– Видели кое-что. Вот дядю Гришу в овраге нашли. Он отбил у фрицев людей, которых хотели спалить в сарае. Живьем спалить… Вот за это его и расстреляли… – Сева запнулся. – Почти расстреляли.
– Выходит, хотели убить, но не добили. – Голова поскреб подбородок. – Доктор говорит, ранения у него страшные, несовместимые с жизнью. – Сказал и искоса посмотрел на Севу, а потом спросил: – Как же он столько протянул-то, а? Чудеса…
– Фартовый он, вот и все чудеса.
Голова молча покивал, раскурил следующую папиросу.
– А в лесу, когда к нам пробирались, не видели ничего подозрительного?
– Подозрительного?
– Необычного.
– Я в городе вырос, мне тут все необычно.

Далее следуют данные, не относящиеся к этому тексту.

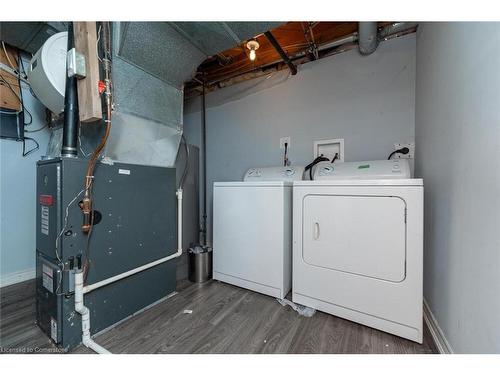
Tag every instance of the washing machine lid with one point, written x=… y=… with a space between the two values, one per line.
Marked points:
x=363 y=170
x=255 y=184
x=292 y=173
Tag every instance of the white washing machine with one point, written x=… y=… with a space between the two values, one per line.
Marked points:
x=357 y=244
x=252 y=230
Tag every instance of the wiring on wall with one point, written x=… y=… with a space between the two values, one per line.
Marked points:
x=311 y=165
x=403 y=151
x=24 y=110
x=86 y=204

Голова улыбнулся одними уголками губ, сказал вкрадчиво:
– Знаешь, парень, я до войны следователем был, так что вранье я за версту чую. – И пыхнул папиросным дымом, от которого у Севы защипало глаза.
– Я не вру.
– Может не врешь, но и всю правду не рассказываешь. И Митяй этот ваш тоже. – Он устало потер глаза, потом спросил: – Что за колья у вас? У тебя и Митяя?
Колья?.. И ведь сходу правильное определение подобрал.
– Это посохи. Мы ж на болоте заблудились, едва не утонули. Посохи для того, чтобы дорогу прощупывать.
– А заострили вы их для чего? – Вот ведь дотошный какой дядька! – А в крови они у вас почему?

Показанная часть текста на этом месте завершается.